Sunday, November 20, 2011

And the hits just keep comin'

So I went for my first monitoring appointment on Friday.  I was hoping that after several days of multiple shots, I would see eight to ten follicles, as suggested by my doctor. That number is lower than they would like, but still enough to have IVF.  I had four.  I was so dissapointed that it took all of my energy to hold back tears until I got to the car, at which point I let go and cried all the way to work.  Four.  Four is borderline for cancelling a cycle or switching to IUI, which I already know doesn't work for me.  I got it together for work, but continued to stand on the line between "together" and "sobbing uncontrollably" all day.  I wanted to go home and crawl into bed, and might have taken that option if I didn't have to make a presentation to fifty people, including several of the big guns, at the end of the day.  I called my nurse and left a message telling her how upset I was.  While we didn't connect in person, her voicemail back to me was very reassuring.  She said that the birth control pills may still be suppressing my ovaries and they fully expect to see more follicles pop by my follow-up appointment on Sunday.  She also said that my estrogen was low (64) and they were increasing my dosage, which seems impossible given how much medication I am already taking.  So, I increased meds and crossed my fingers for better results on Sunday. She also said, "we don't want to see one follicle get bigger than the rest, so it's good that they are all developing together."

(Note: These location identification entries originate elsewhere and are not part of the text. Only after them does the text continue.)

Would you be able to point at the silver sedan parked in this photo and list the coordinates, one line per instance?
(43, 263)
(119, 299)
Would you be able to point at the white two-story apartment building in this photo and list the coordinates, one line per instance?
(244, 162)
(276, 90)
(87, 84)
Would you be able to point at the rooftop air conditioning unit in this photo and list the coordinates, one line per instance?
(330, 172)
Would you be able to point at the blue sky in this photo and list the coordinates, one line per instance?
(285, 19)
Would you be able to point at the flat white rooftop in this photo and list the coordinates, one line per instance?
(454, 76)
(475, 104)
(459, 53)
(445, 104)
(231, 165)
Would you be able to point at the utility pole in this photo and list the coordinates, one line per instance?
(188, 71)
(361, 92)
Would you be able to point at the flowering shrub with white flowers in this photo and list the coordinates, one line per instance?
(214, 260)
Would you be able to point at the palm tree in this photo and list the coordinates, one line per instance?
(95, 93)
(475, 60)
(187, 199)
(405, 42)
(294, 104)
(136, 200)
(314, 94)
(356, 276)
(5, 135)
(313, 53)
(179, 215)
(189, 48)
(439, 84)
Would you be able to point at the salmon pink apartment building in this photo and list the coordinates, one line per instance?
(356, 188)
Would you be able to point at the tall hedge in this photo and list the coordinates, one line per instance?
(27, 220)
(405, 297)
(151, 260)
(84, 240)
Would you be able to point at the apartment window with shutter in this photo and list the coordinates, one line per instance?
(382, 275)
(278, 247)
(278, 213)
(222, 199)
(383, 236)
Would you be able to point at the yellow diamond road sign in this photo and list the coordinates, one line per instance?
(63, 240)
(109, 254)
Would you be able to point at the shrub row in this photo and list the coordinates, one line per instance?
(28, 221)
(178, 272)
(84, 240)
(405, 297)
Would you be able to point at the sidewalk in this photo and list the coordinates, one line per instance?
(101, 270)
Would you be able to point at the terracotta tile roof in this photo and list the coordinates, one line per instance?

Today is Sunday and this morning I went in for my second monitoring appointment.  First, there was still only four follicles and second, one is measurable and the rest aren't-so it seems that one is growing faster than the others.  Needless to say, I cried all the way home. With every appointment, I get more discouraged. I  am so mad at my body and so frustrated that it isn't working.  I am frustrated that my stomach is covered in tiny bruises and pin pricks, I have constant headaches, my face is breaking out, and I feel bloated and gross all the time, and yet, I only have four follicles. I am also really struggling with coming to terms that my fertile days are behind me and I am not entering the "grandma" phase of life.  I am only 38, way too young for menopause, and yet, my body is sending me the message that it is right around the corner.  I have never minded aging.  I got gray hair at a young age, I have some wrinkles, and my body doesn't look like a 24 year old's body.  I have always been okay with gentle aging.  This feels different.  This feels like a club to the head.  I am so sad.  Now is the waiting game.  The nurse should call later with the results and future plans.  I don't know what to expect, so I will just wait and see.

Sunday night: I went outside for two seconds, and of course, missed the phone call from the doctor's office.  The message said my estrogen level was 134 and I should continue the meds and have another monitoring appointment in two days.  I can't help but think that this number seems incredibly low.  I guess I will wait and see.

Lessons learned: I am not a fan of this process.